O pai biológico da criança de 9 anos, adotada há seis, centro de disputa judicial em Belo Horizonte, mora com a mãe (avó da menina), que reivindica a guarda dela. A idosa negou que o homem more com ela.

Foto: Arquivo pessoalFoto: Arquivo pessoal

Ele foi condenado por matar o próprio pai anos atrás. "Homicídio torpe, por motivo de herança", disse a advogada da família adotiva da menina, Larissa Jardim, em entrevista em dezembro.

Este é um dos pontos que foram apresentados na ação julgada pelo Superior Tribunal de Justiça (STJ) nesta segunda-feira (1), que suspendeu a entrega da criança adotada à avó biológica. O G1 teve acesso ao processo, que corre em segredo de Justiça, e ainda não foi julgado de forma definitiva pelo STJ.

Na decisão do STJ, o ministro Antonio Carlos Ferreira disse "não ser conveniente o imediato e abrupto desfazimento do vínculo formado, em situação de estabilidade, embora relevantes os fundamentos lançados no acórdão impugnado, com opção pelo prestígio da família biológica”.
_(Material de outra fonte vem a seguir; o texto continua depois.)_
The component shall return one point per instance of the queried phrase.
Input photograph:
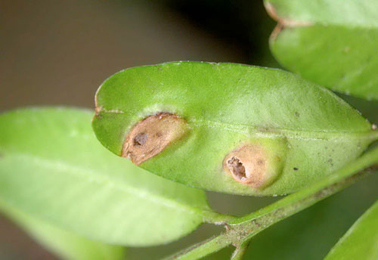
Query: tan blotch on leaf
(151, 135)
(248, 165)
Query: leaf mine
(248, 165)
(152, 135)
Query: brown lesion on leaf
(152, 135)
(248, 165)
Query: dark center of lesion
(140, 139)
(237, 168)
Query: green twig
(240, 230)
(240, 251)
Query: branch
(240, 230)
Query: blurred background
(55, 52)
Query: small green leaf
(330, 42)
(361, 240)
(228, 127)
(53, 168)
(63, 243)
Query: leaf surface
(63, 243)
(53, 168)
(361, 240)
(287, 132)
(330, 42)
No acórdão, o relator disse que o casal que adotou a criança teve a guarda provisória deferida em junho de 2015. Mas, pouco depois, a avó biológica entrou com recurso, que foi julgado pelo Tribunal de Justiça, e a guarda provisória do casal adotivo foi revogada.

Em entrevista em dezembro de 2020, a avó paterna da criança confirmou que luta por ela desde o início.
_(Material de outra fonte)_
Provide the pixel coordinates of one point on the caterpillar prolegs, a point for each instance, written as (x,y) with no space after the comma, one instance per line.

"Essa adoção foi de um jeito estranho, nunca nem vi esse casal, nunca me deixaram ver a menina, perdi contato completamente. Desde o início eu procuro meus direitos para ter minha neta de volta", disse a avó, para quem "a Justiça foi injusta".

A avó também disse, na época, que o pai biológico da criança mora em casa diferente. O G1 procurou a avó nesta terça-feira (2), mas não conseguiu contato. Seu advogado disse que não quer comentar o caso.

Na ação, a defesa da família adotiva diz que o fato do pai biológico estar morando na casa da avó que pede a guarda “ensejará nova exposição ao risco antes reconhecido”.

Ainda segundo a alegação dos advogados dos pais adotivos, há denúncias de maus tratos contra a criança quando ela vivia com a família biológica. Era mal alimentada e obrigada a conviver em ambiente insalubre.